Now from these testimonies it is plain that to attain the rank of sons of God in the Eternal World -- where indeed all are sons without exception -- human beings without respect to age, sex or condition, must believe and obey the truth; for "without faith it is impossible to please God"; (Heb. 11:6) it does not except infants, idiots, and pagans; but it declares the principle without qualification. If faith then be required, it is manifest that God designed to move men by motive, not by necessity-- but by intellectual and moral considerations .
Behold, then, the conclusion of the matter. There are two Systems, or Worlds, in the purpose of God; the one, the Animal, the other, the Spiritual. Out of the animal, as the aggregate of buildings materials, God designs to elaborate the Spiritual World, as a new palace in His empire. This new dwelling place for the Divine Majesty is to consist of a sealess and luminous globe, and peopled with myriads of glorious, honourable, and incorruptible men, of equal rank and station with the angelic host. The means by which He proposed to consummate this magnificent conception were, first by His creative energy; secondly by His providential arrangements; thirdly, by the moral force of truth, argued and attested; and lastly, by judgment, and recreative energy in the destruction of the wicked and formation of the New Earth.

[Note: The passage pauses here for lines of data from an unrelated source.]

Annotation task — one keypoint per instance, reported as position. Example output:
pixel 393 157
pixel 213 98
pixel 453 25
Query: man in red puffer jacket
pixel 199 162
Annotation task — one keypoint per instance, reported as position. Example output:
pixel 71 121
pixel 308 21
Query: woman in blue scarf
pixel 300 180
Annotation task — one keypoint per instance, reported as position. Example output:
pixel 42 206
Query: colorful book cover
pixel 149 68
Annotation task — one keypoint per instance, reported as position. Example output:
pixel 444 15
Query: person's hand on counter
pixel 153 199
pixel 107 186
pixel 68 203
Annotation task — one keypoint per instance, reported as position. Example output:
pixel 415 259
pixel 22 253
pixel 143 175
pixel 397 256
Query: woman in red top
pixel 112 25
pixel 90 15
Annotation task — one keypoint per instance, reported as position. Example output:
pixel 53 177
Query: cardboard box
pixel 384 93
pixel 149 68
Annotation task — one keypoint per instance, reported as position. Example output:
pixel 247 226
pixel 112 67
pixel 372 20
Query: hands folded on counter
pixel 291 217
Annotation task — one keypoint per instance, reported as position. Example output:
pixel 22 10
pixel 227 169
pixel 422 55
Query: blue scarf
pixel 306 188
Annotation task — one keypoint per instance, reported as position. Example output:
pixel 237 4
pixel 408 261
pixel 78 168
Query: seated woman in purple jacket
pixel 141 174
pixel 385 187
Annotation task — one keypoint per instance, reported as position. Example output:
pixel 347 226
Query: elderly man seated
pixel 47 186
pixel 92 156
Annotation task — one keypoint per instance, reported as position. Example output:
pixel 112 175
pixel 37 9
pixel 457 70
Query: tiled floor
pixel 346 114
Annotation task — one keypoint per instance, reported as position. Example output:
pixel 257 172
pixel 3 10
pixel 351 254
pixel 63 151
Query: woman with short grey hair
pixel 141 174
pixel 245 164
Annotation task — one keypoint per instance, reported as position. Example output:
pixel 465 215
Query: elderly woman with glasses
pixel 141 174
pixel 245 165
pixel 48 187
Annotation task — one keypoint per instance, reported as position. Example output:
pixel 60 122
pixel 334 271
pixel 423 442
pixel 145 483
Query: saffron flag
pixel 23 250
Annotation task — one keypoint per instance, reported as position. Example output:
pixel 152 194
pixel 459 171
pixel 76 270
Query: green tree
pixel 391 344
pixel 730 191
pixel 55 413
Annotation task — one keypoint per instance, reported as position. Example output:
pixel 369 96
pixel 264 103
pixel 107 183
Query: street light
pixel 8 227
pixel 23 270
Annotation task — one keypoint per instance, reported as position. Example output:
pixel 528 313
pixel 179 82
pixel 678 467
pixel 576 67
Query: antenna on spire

The principle upon which animal men might attain to the Angelic Order in the Spiritual World of which we speak, He has laid down as a voluntary obedience to His law under the several constitutions He has arranged. Hence, He created man "free to stand and free to fall" -- capable of doing, or not doing, as he preferred; but responsible for the consequences to the extent of the knowledge imparted to him. It is true, God could have ordered things otherwise, and have prevented much present suffering; but He did not, and the best reason that can be given is, that it was not His pleasure.